Edmontonians with kids looking to cool off during the current hot spell can head to an assortment of spray parks scattered across the city with 30 opening on Tuesday.
And while that may be good news for those wishing to escape temperatures in the high 20s, not all of the city's spray parks are ready for the crowds just yet.
There are still 43 spray parks remaining in the city that won't open up for the next three to four weeks due to COVID-19 safety protocols as well as maintenance, the city said in a release.
"I wish they were all open right now," councillor Jon Dziadyk told CBC's Edmonton AM on Wednesday.
He said he has been asking the city to turn the taps on especially since surrounding areas like St. Albert have already done so.
"I think we should be a leader in this, so we should be able to respond to a heat wave and accelerate the turning on the taps," he said.
St. Albert opened their spray parks on May 22.
Jasmine Lee, a resident of northeast Edmonton, took her two kids to St. Albert on Sunday after realizing spray parks had not yet opened in Edmonton.
"I was really disappointed in the city," she said.
"I think it was a little crazy that I had to drive all the way to St. Albert," she said.
Lee normally goes to Castledowns Spray Park or Poplar Park, both of which opened up on Tuesday.
"It's been a very long, long time since she's been able to enjoy water in a public setting, especially with the pools being closed for so long," Lee said.

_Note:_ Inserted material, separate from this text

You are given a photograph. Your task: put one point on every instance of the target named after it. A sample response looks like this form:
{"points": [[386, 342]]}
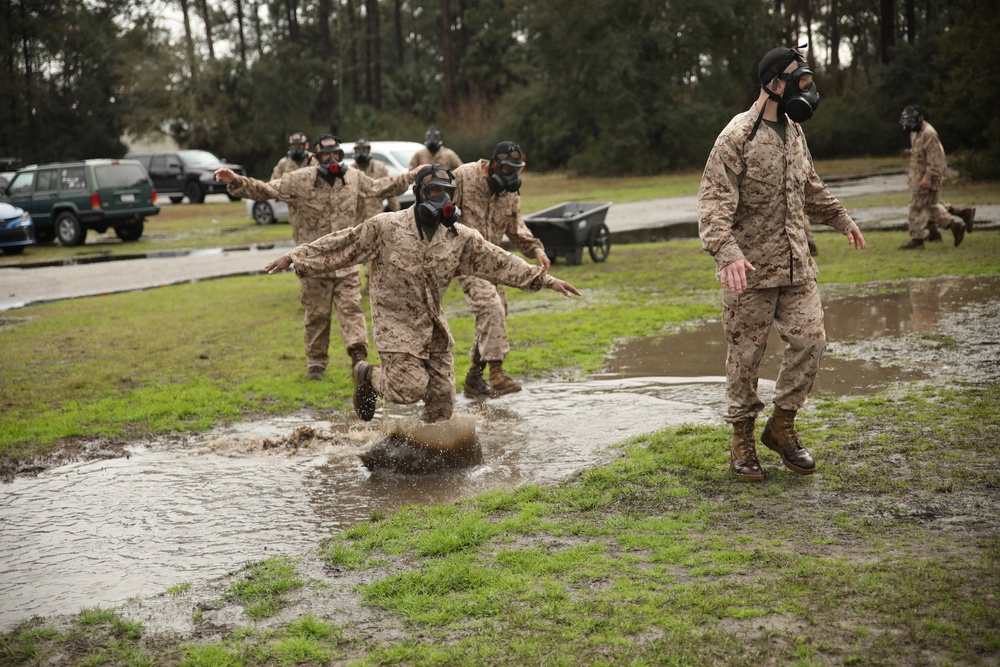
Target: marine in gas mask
{"points": [[414, 254], [434, 151], [758, 193], [297, 157], [489, 192]]}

"There just hasn't been any opportunities for her to get out and enjoy water play and enjoy the interaction she might have with other kids."

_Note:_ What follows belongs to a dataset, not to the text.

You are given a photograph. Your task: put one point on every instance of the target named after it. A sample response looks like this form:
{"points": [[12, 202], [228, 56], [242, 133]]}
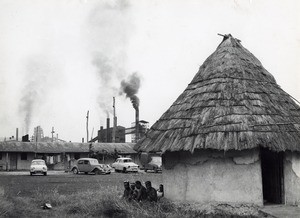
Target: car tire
{"points": [[75, 171], [97, 172]]}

Edmonton has a total of 74 spray parks but the Glengarry spray park will not open to the public this season because of construction.
Eduardo Sosa, director of infrastructure maintenance at the city, wrote in an email that the city has been working closely with Alberta Health Services to determine when it is safe to open spray parks as well as to ensure that the city's plans match provincial guidelines.

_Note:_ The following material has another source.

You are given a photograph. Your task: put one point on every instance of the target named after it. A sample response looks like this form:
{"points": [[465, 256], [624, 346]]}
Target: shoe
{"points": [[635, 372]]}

"Safety of our spray park users is our number one priority," he wrote.
Sosa added that the city also wanted to make sure that all spray parks had gone through a recent inspection to address any repairs before opening.
But Dziadyk said the maintenance work should have been completed by now.
"Throughout the winter, there's the possibility that pipes would have burst similar to underground sprinkler systems for lawns, as far as I'm concerned, we could have been doing that all throughout May," he said.
Dziadyk said he knows the city parks sets its own timeline and there isn't much more he can do except bring the concerns raised by his constituents to administration.